12. The medium of claim 9, wherein:
the temporal model comprises a cyclic neural network.
13. The medium of claim 9, wherein:
the temporal model comprises a feed forward neural network having one or more attention heads.
14. The medium of claim 1, wherein:
the video of the person is obtained with mobile computing device;
the person is talking about a career in the video during a video resume, job interview, or self-assessment; and
the classification is also based on a resume or survey response of the person.
15. The medium of claim 1, wherein inferring comprises identifies micro-expressions, gestures, and tone variations indicative of underlying motivators and preferred work styles.
16. The medium of claim 1, wherein the classifying is performed with a classifier trained on a dataset of labeled video recordings with known user work styles and motivators.
17. The medium of claim 1, wherein:
pre-processing comprises stabilizing the video to reduce an effect of camera movement during video capture.
18. The medium of claim 1, wherein:
pre-processing comprises normalizing an effect of lighting conditions during video capture.
19. The medium of claim 1, wherein:
pre-processing comprises removing background noise in audio of the video.
20. The medium of claim 1, wherein:
inferring is performed with steps for inferring the work style or motivation.

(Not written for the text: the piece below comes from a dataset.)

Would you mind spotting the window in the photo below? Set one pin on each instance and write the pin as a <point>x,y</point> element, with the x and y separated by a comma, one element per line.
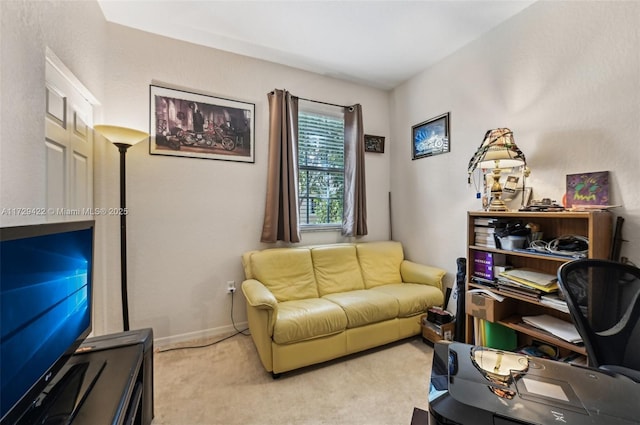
<point>321,166</point>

21. The medium of claim 1, wherein:
pre-processing is performed with steps for pre-processing video from a mobile computing device camera.
22. A method, comprising:
obtaining, with a computer system, video of a person;
pre-processing, with the computer system, the video;
inferring, with a computer-vision model executed by the computer system, based on the pre-processed video, a work style or motivation of the person by detecting facial expressions and body language of the person in the pre-processed video; and
classifying, with the computer system, the person based on the inferred work style or motivation; and
storing, with the computer system, the classification of the person.